Canada's high standards for selling arms to foreign regimes are not as advertised.
The huff and puff the Canadian government uses to tell its citizens that it has "some of the strongest export controls in the world" is undermined by the failure to apply its own explicitly stated rules. The test for selling weapons to a country that might use them to violate their citizens' human rights isn't as exacting as Ottawa claimed.
We know this is true because of a document that came to light in a lawsuit designed to force the government to cancel the sale of Canadian-made light-armoured vehicles, or LAVs, to Saudi Arabia. It's the official government record that Foreign Affairs Minister Stéphane Dion was given before he approved the export permits last week. And while it cleverly concocts a case to sound like it meets the proclaimed standard, it clearly falls short.
Why does that matter? Because the Canadian government sets high standards for weapons exports in public, and bends them in private. Combine that with the secrecy around this weapons contract, and Canadians are effectively being told they can't examine the standard for selling weapons to dictatorships with abominable human-rights records. And, in a democracy, that standard is ultimately up to them, not the government.
The document, it must be said, provides a lot of justifications for selling armoured vehicles to Saudi Arabia. It argues that Saudi Arabia's stability, and its efforts to combat jihadists and the so-called Islamic State, align with Canada's defence and security interests. And it notes repeatedly that there's a lot of money and jobs at stake for General Dynamics Land Systems, which employs 2,100 in Canada, mostly in London, Ont.
There are many Canadians who will find those arguments compelling.
But if that's the standard, the government should stop telling us it has another one – one that assures Canadians there is no risk exported arms will be used to violate the human rights of civilian populations overseas.
That standard is set out clearly in a long-standing cabinet policy: The government restricts the sale of arms to countries "whose governments have a persistent record of serious violations of the human rights of their citizens, unless it can be demonstrated that there is no reasonable risk that the goods might be used against the civilian population."
There's no doubt the Saudi regime violates human rights regularly. The document that was in Mr. Dion's hands lists suppressing opposition, arbitrary arrest, mistreatment of detainees, discriminating against women and so on.
But the government officials who drafted the document come up with an interesting way of dodging the test: Canadian LAVs have been sold to Saudi Arabia since 1993, and, "to the best of the [Global Affairs] Department's knowledge," they haven't been used to violate human rights, so the diplomats don't believe they will in the future.
Similarly, the document notes that Saudi Arabia has led a military campaign in Yemen criticized by a United Nations panel in February for intentionally targeting civilians. But the Saudis didn't use Canadian LAVs to do it.

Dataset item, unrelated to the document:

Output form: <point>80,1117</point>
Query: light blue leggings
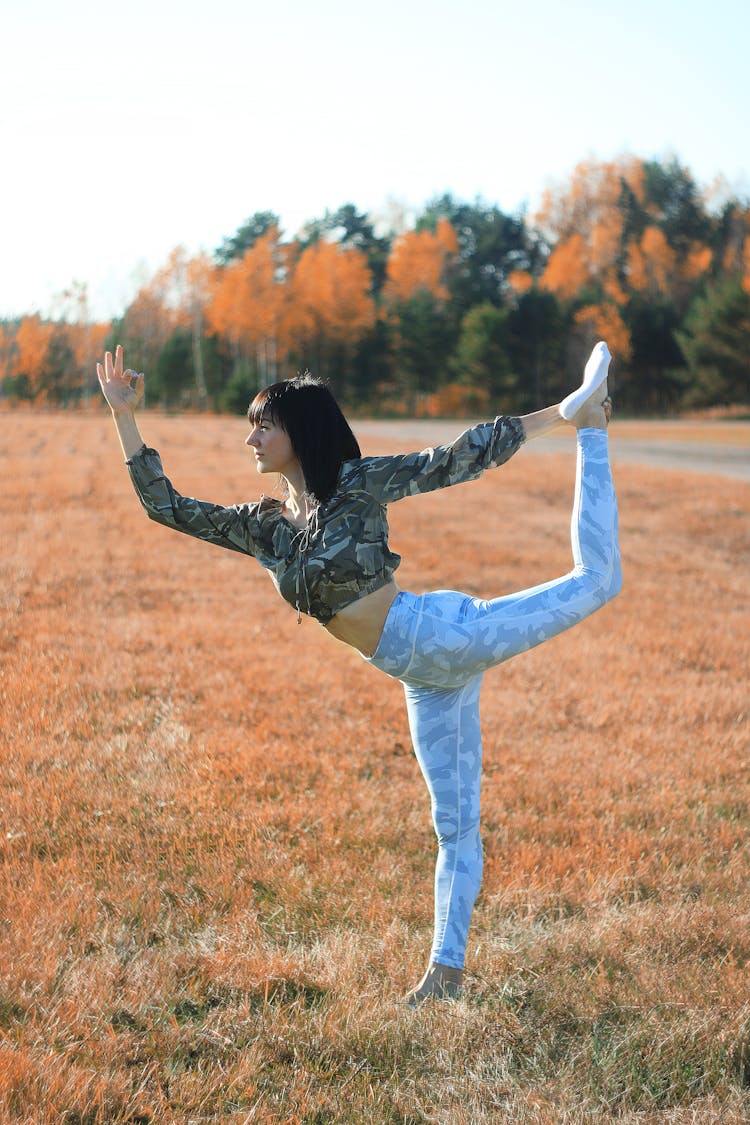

One thing Mr. Dion's department didn't note: The Saudi regime has deployed armoured vehicles to Shia protests in the county's east. There have been sizable protests, notably in 2012 and earlier this year, and the Saudi government, increasingly worried, has suppressed them. And the LAVs are to be used by the Saudi Arabian National Guard, an internal security force.
Let's pause to recall that the publicly touted test is demonstrating there is no reasonable risk Canadian weapons might be used in human-rights violations. Artful though it is, the government's argument that because nothing bad happened before it probably won't in the future, fingers crossed, doesn't come close.
Maybe that shouldn't be the standard. The real standard implicit in this document is a weighing of human-rights concerns against regional stability and Canada's economic interests.
But if that's the reality, then change the policy. Tell Canadians straight up. Make your case. Instead, the Conservatives signed a secretive arms deal and both they and the Liberals defended it by pointing to standards they were not going to meet. A government has the right to set a policy on selling arms to repressive regimes, but only if it lets the public judge it.